My Facebook Crush (episode 5)
For the first time since I started stalking Emmy on Facebook, I had an overwhelming sadness tugging at my heart. That night after seeing his reaction to Izie 's comment, I allowed opaque sadness to take me into its smothering embrace. I felt like shedding tears albeit not coming forth. I felt jagged cut and tattered emotions. My eyebrows knotted together and I looked at my polished nails empathically.
Then I picked up my notepad and started a poem. It was just a random words protruding incessantly to my head. I tried as hard as I could to place meanings to them but it was just impossible. I knew I had to scribble something on paper. That was the only way the migraine-inducing feelings would subside. My roommate Beverly was softly snoring beside me, she had doze off after we had dinner. She was one person that doesn't joke with going to bed early. "It energises for a new fresh day, she'd say. I wanted to pinch her so she'd wake up.
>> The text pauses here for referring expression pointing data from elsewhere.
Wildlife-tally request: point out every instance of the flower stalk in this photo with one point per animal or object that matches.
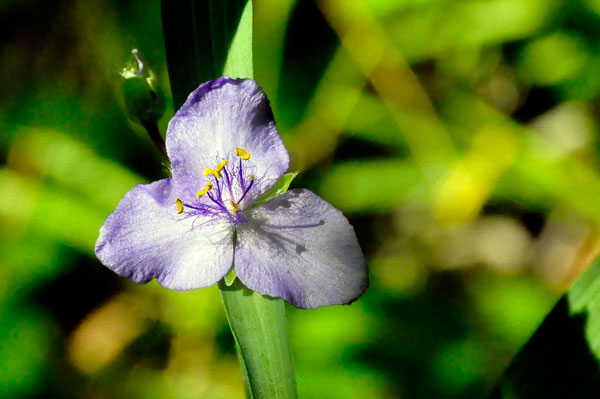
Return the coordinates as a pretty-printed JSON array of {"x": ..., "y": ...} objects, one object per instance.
[
  {"x": 259, "y": 328},
  {"x": 257, "y": 322}
]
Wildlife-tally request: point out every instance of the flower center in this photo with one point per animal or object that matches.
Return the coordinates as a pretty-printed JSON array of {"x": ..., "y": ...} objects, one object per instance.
[{"x": 226, "y": 192}]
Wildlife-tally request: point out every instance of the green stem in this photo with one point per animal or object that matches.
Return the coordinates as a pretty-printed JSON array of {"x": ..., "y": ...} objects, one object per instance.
[
  {"x": 259, "y": 328},
  {"x": 205, "y": 39}
]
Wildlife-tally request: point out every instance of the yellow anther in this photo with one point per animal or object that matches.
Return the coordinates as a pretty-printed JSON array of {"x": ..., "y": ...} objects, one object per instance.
[
  {"x": 179, "y": 205},
  {"x": 221, "y": 165},
  {"x": 206, "y": 189},
  {"x": 235, "y": 206},
  {"x": 240, "y": 152},
  {"x": 208, "y": 172}
]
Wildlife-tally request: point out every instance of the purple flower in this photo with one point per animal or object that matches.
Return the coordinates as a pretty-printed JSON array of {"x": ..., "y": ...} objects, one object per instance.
[{"x": 187, "y": 231}]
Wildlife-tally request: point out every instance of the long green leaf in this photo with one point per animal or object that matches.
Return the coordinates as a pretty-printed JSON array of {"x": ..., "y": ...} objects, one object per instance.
[
  {"x": 562, "y": 358},
  {"x": 259, "y": 328},
  {"x": 196, "y": 33}
]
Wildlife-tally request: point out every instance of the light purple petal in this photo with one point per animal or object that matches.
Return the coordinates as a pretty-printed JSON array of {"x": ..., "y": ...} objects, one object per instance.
[
  {"x": 218, "y": 117},
  {"x": 300, "y": 248},
  {"x": 145, "y": 238}
]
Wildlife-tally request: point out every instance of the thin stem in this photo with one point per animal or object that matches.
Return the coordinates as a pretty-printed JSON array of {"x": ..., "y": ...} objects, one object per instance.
[{"x": 259, "y": 328}]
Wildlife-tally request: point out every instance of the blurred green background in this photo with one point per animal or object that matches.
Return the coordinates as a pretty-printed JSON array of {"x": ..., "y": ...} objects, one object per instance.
[{"x": 459, "y": 137}]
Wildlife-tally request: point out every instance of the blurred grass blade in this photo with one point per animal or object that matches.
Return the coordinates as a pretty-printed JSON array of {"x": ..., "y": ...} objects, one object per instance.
[
  {"x": 561, "y": 360},
  {"x": 198, "y": 35}
]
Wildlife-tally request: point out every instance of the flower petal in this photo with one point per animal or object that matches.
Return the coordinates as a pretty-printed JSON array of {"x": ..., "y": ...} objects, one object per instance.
[
  {"x": 218, "y": 117},
  {"x": 145, "y": 238},
  {"x": 300, "y": 248}
]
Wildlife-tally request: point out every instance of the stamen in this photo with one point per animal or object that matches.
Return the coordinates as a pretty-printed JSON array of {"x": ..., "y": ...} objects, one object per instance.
[
  {"x": 208, "y": 172},
  {"x": 235, "y": 206},
  {"x": 221, "y": 165},
  {"x": 240, "y": 152},
  {"x": 246, "y": 191},
  {"x": 206, "y": 189},
  {"x": 179, "y": 206}
]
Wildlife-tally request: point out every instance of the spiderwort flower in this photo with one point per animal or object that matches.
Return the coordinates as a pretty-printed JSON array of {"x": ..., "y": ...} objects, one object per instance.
[{"x": 187, "y": 230}]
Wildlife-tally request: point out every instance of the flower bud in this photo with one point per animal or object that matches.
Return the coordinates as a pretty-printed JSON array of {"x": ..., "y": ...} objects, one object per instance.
[{"x": 144, "y": 100}]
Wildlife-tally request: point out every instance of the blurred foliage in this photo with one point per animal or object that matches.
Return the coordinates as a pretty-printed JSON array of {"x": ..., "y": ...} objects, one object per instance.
[{"x": 460, "y": 138}]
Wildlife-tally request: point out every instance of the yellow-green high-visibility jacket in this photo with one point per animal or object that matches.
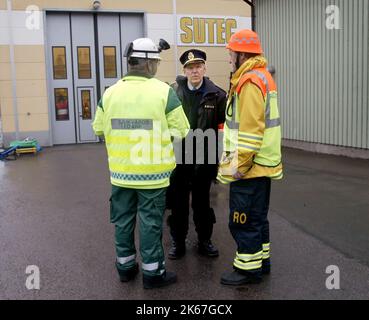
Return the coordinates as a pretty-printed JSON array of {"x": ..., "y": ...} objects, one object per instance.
[
  {"x": 138, "y": 116},
  {"x": 252, "y": 132}
]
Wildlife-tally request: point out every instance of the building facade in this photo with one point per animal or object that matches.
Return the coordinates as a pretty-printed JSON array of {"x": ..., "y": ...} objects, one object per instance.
[
  {"x": 58, "y": 57},
  {"x": 319, "y": 50}
]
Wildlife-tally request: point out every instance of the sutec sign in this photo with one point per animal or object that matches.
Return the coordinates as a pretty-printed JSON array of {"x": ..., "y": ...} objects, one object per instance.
[{"x": 208, "y": 30}]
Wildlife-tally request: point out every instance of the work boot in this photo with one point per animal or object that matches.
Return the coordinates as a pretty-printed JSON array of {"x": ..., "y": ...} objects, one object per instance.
[
  {"x": 235, "y": 278},
  {"x": 151, "y": 282},
  {"x": 266, "y": 269},
  {"x": 206, "y": 248},
  {"x": 177, "y": 251},
  {"x": 127, "y": 275}
]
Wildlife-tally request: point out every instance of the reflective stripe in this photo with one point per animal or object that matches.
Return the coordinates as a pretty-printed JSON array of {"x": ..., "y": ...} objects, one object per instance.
[
  {"x": 150, "y": 266},
  {"x": 248, "y": 136},
  {"x": 232, "y": 124},
  {"x": 277, "y": 176},
  {"x": 224, "y": 179},
  {"x": 266, "y": 250},
  {"x": 269, "y": 123},
  {"x": 140, "y": 177},
  {"x": 124, "y": 260},
  {"x": 249, "y": 257},
  {"x": 272, "y": 123},
  {"x": 131, "y": 124},
  {"x": 248, "y": 265},
  {"x": 266, "y": 255},
  {"x": 244, "y": 146}
]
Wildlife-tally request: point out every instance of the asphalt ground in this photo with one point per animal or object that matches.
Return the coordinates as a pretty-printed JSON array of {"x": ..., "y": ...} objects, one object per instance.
[{"x": 54, "y": 214}]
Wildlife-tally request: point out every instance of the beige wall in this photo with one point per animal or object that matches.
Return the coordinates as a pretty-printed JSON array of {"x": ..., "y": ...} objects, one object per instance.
[
  {"x": 32, "y": 102},
  {"x": 214, "y": 7},
  {"x": 31, "y": 89},
  {"x": 161, "y": 6}
]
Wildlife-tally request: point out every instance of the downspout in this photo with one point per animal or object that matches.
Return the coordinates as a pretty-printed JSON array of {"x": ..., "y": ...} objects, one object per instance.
[
  {"x": 253, "y": 16},
  {"x": 13, "y": 69},
  {"x": 174, "y": 4}
]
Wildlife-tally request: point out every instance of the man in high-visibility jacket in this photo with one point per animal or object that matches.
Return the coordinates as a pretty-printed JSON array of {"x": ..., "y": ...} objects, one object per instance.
[
  {"x": 138, "y": 117},
  {"x": 251, "y": 157}
]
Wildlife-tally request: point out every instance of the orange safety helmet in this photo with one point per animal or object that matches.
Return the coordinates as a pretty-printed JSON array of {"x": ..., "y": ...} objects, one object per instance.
[{"x": 245, "y": 41}]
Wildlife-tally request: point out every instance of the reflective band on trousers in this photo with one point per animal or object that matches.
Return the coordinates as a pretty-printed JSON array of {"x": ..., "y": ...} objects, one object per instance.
[
  {"x": 150, "y": 266},
  {"x": 266, "y": 250},
  {"x": 249, "y": 257},
  {"x": 123, "y": 260},
  {"x": 248, "y": 266}
]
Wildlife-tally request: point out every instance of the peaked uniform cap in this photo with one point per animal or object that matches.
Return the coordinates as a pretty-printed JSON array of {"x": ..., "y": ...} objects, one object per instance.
[{"x": 192, "y": 56}]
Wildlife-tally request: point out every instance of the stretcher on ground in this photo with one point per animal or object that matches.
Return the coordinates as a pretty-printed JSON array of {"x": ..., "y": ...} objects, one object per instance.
[{"x": 5, "y": 154}]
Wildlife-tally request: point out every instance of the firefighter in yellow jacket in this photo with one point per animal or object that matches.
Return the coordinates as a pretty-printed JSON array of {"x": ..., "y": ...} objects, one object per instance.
[
  {"x": 251, "y": 157},
  {"x": 138, "y": 117}
]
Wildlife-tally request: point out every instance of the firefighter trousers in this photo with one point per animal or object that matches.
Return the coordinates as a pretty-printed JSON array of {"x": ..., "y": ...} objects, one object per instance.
[
  {"x": 149, "y": 205},
  {"x": 249, "y": 226}
]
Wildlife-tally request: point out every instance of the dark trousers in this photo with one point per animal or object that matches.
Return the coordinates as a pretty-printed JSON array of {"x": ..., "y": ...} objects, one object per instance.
[
  {"x": 148, "y": 205},
  {"x": 248, "y": 223},
  {"x": 195, "y": 180}
]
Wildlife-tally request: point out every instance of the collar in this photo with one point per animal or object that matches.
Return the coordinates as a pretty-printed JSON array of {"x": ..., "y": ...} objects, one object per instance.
[
  {"x": 192, "y": 88},
  {"x": 137, "y": 74},
  {"x": 252, "y": 63}
]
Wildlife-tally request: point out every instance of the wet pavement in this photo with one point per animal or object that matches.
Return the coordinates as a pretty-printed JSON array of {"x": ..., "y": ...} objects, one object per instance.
[{"x": 54, "y": 214}]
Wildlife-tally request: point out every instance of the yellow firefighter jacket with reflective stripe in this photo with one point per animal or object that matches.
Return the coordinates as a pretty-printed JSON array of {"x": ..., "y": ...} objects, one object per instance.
[
  {"x": 252, "y": 132},
  {"x": 138, "y": 116}
]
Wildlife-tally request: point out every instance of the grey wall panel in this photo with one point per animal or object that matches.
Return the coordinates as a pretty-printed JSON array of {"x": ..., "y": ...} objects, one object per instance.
[{"x": 322, "y": 74}]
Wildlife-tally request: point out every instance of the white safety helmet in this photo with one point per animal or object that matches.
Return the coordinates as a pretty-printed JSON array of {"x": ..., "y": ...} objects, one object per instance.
[{"x": 145, "y": 48}]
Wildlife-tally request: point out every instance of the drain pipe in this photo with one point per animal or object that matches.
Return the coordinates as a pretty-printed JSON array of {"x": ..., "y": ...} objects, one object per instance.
[
  {"x": 252, "y": 5},
  {"x": 13, "y": 68}
]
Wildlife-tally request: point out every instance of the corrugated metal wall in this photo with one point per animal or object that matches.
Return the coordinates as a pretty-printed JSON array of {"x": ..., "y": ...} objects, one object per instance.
[{"x": 322, "y": 74}]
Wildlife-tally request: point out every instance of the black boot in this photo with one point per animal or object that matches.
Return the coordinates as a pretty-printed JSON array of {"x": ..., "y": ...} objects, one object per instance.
[
  {"x": 235, "y": 278},
  {"x": 206, "y": 248},
  {"x": 151, "y": 282},
  {"x": 127, "y": 275},
  {"x": 177, "y": 250}
]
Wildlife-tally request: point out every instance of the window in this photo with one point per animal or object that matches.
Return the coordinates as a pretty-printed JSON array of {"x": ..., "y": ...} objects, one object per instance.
[
  {"x": 59, "y": 63},
  {"x": 110, "y": 62},
  {"x": 84, "y": 63},
  {"x": 86, "y": 104},
  {"x": 61, "y": 104}
]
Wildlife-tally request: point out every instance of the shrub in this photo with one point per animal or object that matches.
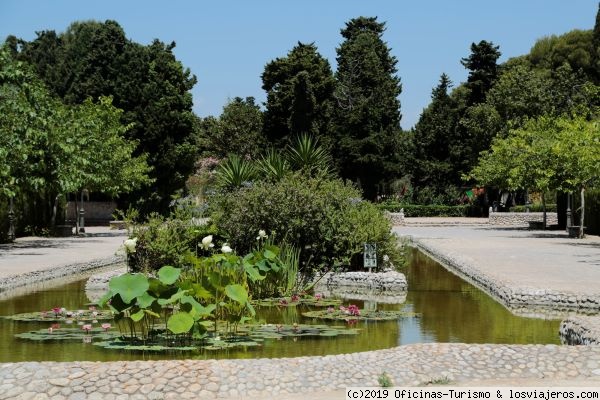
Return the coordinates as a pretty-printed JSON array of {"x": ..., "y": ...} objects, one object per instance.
[
  {"x": 166, "y": 241},
  {"x": 324, "y": 218}
]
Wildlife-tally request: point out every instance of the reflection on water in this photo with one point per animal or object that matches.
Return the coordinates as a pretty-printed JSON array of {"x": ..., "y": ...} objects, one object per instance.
[{"x": 451, "y": 311}]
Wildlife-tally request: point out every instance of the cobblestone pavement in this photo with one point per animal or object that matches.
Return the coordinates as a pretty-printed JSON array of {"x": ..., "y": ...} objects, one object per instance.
[
  {"x": 32, "y": 260},
  {"x": 543, "y": 269},
  {"x": 517, "y": 259},
  {"x": 409, "y": 365}
]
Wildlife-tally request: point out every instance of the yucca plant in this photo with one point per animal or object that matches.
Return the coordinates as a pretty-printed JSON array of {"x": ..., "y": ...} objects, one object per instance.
[
  {"x": 273, "y": 166},
  {"x": 308, "y": 156},
  {"x": 235, "y": 171}
]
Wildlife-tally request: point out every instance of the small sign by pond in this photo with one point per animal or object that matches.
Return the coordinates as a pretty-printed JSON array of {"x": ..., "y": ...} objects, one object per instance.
[{"x": 370, "y": 258}]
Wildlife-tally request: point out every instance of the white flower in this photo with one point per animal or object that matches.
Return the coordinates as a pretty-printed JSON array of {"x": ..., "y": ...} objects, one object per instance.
[
  {"x": 206, "y": 242},
  {"x": 130, "y": 245}
]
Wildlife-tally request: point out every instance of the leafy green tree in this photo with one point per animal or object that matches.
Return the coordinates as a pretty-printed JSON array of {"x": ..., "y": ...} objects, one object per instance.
[
  {"x": 238, "y": 130},
  {"x": 367, "y": 114},
  {"x": 575, "y": 48},
  {"x": 545, "y": 154},
  {"x": 577, "y": 153},
  {"x": 51, "y": 149},
  {"x": 299, "y": 95},
  {"x": 483, "y": 69},
  {"x": 92, "y": 59}
]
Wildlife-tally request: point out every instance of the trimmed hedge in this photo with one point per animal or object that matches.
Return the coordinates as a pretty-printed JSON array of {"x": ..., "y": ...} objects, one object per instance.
[{"x": 414, "y": 210}]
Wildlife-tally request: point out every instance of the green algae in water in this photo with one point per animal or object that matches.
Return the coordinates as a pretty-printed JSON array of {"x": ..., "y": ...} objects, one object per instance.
[
  {"x": 293, "y": 302},
  {"x": 378, "y": 315},
  {"x": 247, "y": 336}
]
Maybe talking to her will make a lot of difference. I thought otherwise. I really did try to curtail and get hold of myself, not hard but strength to do so eluded me completely. I resorted to my notepad. Mindless sentences and meaningless phrases of pointless classes flow sloppily from the pencil unto the page.
My heart raced, finding comfort.
I thought It'd be graced in a forte.
Hope brought forth it's head from its hidden place.
My insides leapt in ecstasy, excited for itself.
Tingle! Tingle!! Tingle!!!
Alas! Depression to be finally terminated.
Happiness peaked to match the enormous excitement on my face.
In a daze, loneliness was to be dashed.
I crawled back to my shell and clung to my inner strength.
Apparent dissatisfaction at what transpired.
My chest frantically rising up and down.
I surely need me to survive this heartache.
Words kept coming to my head as I wrote. None of them made sense since I had never tried with poetry. It was something I dreaded. But one mustn't be a poet to express their emotions. An inner mind whispered. I sighed deeply and allowed darkness swoosh over me.
What is more deadly, a gun or a thought?
A gun gives you opportunity but a thought pulls the trigger. And then I doze off.